Importantly, Sherman never raised this issue before filing his § 2255 motion. He did not mention it at his sentencing when asked if he disagreed with any part of the presentence investigation report or when the parties were asked if they agreed to the guidelines calculation. Even though he made a sentencing argument on appeal to the Third Circuit, he did not mention anything about having been misled by his attorney regarding the guideline range.
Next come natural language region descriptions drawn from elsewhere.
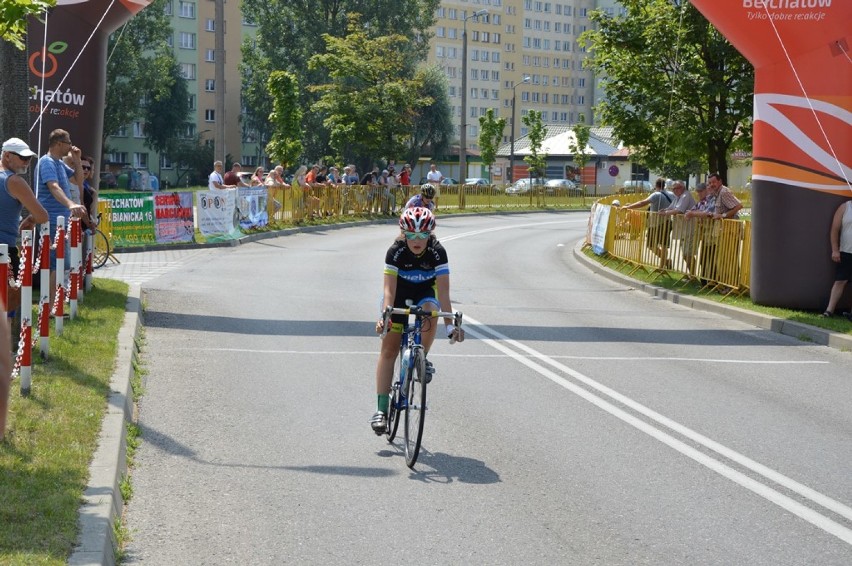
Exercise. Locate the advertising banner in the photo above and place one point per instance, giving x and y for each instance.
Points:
(66, 56)
(252, 207)
(802, 155)
(132, 219)
(217, 214)
(174, 217)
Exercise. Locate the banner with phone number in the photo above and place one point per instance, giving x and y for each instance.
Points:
(132, 219)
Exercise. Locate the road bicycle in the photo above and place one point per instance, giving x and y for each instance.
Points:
(408, 389)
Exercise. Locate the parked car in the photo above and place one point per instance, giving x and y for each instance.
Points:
(523, 186)
(636, 187)
(562, 186)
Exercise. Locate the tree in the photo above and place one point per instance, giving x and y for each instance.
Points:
(13, 60)
(536, 133)
(371, 100)
(676, 91)
(285, 146)
(139, 61)
(290, 32)
(433, 123)
(13, 19)
(578, 149)
(490, 135)
(166, 114)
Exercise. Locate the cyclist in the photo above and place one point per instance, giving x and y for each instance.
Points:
(416, 269)
(426, 198)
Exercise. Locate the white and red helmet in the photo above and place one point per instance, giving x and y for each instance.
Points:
(417, 219)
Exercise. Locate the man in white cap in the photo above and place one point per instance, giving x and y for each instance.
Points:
(16, 194)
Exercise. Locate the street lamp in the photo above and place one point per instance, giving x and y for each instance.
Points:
(526, 79)
(463, 133)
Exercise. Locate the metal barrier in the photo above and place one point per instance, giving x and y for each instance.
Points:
(713, 253)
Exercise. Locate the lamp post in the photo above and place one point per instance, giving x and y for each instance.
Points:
(463, 133)
(526, 79)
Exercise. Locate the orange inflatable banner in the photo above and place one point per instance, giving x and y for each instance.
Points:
(66, 53)
(802, 154)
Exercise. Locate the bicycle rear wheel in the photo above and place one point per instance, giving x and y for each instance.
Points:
(100, 249)
(415, 414)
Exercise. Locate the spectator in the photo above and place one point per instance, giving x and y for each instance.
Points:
(215, 180)
(232, 177)
(841, 254)
(405, 176)
(15, 194)
(54, 194)
(727, 205)
(658, 226)
(698, 218)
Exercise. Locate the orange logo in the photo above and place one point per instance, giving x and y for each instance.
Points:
(40, 59)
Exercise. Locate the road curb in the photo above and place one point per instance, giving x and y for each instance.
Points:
(102, 502)
(798, 330)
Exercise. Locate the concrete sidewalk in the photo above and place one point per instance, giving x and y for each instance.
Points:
(795, 329)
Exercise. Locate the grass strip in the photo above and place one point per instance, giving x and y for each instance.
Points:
(674, 283)
(53, 433)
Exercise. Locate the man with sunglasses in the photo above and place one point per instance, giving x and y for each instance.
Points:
(416, 269)
(426, 198)
(54, 189)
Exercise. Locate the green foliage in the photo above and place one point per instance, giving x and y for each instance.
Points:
(536, 134)
(372, 96)
(490, 135)
(13, 18)
(166, 115)
(677, 93)
(285, 146)
(290, 32)
(139, 63)
(433, 123)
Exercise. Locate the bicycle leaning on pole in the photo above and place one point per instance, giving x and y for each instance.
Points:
(408, 387)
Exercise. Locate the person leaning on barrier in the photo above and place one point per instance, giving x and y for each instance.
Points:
(15, 195)
(658, 227)
(841, 254)
(696, 218)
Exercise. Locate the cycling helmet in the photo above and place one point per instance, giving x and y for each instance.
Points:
(427, 190)
(417, 219)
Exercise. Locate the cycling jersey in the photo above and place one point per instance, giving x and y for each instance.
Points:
(415, 274)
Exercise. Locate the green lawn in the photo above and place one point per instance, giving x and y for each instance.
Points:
(52, 434)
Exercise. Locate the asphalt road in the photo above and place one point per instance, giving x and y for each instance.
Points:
(582, 422)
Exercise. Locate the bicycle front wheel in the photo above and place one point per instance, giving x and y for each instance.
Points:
(415, 414)
(100, 249)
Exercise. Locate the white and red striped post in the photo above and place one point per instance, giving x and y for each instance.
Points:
(44, 300)
(26, 348)
(88, 249)
(59, 299)
(74, 265)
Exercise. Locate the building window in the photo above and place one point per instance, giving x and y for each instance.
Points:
(187, 10)
(187, 40)
(187, 71)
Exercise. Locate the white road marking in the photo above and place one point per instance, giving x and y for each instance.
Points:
(783, 501)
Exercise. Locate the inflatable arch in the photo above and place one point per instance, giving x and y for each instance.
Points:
(802, 155)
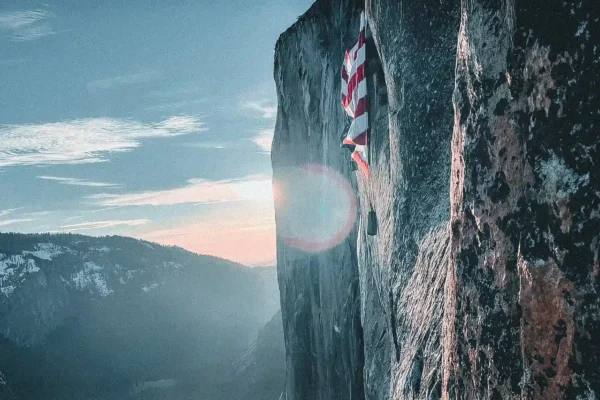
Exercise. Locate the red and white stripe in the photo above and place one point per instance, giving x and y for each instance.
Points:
(354, 97)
The Sixth Amendment right to effective assistance of counsel attaches during the guilty plea stage to assist the defendant in deciding whether to plead guilty. United States ex rel. Caruso v. Zelinsky, 689 F.2d 435, 437- 438 (3d Cir. 1982) ("[T]he decision to reject a plea bargain offer and plead not guilty is also a vitally important decision and a critical stage at which the right to effective assistance of counsel attaches.") "[A] defendant has the right to make a reasonably informed decision whether to accept a plea offer" and "[k]nowledge of the comparative sentence exposure between standing trial and accepting a plea offer will often be crucial to the decision whether to plead guilty." United States v. Day, 969 F.2d 39, 43 (3d Cir. 1992). "[F]amiliarity with the structure and basic content of the Guidelines . . . has become a necessity for counsel who seek to give effective representation." Id. Only when the defendant has an understanding of the alternative courses of action can he make an intelligent and voluntary decision to stand trial or plead guilty. Thus, the Strickland standard applies to "ineffective-assistance claims arising out of the plea process." Hill v. Lockhart, 474 U.S. 52, 57 (1985).

The defendant "need not prove with absolute certainty that he would have pleaded guilty, that the district court would have approved the plea arrangement, and that he therefore would have received a lesser sentence." Day 969 F.2d at 45 n.8. To satisfy the prejudice component, the defendant "must demonstrate that, but for his . . . attorney's alleged ineffectiveness, he would have likely received a lower sentence." United States v. Booth, 432 F.3d 542, 546 - 47 (3d Cir. 2005). Some courts have imposed a requirement that the defendant present "objective evidence" that he would have pleaded guilty. Day, 969 F.2d at 45-6 (collecting cases). However, the Third Circuit has not imposed such a requirement. See Boyd v. Waymart, 579 F.3d 330, 356 (3d Cir. 2009).

In Sherman's case, there was no plea deal offered. Instead, he suggests that he "may" have entered into an open plea. Assuming that a plea would have been accepted, Sherman has not established a reasonable probability of a different outcome.

Certificate of Appealability

In a § 2255 action, a certificate of appealability may only issue if the petitioner has made a "substantial showing of the denial of a constitutional right." 28 U.S.C. § 2253(c)(2). He has not done so. Thus, a certificate of appealability will be denied.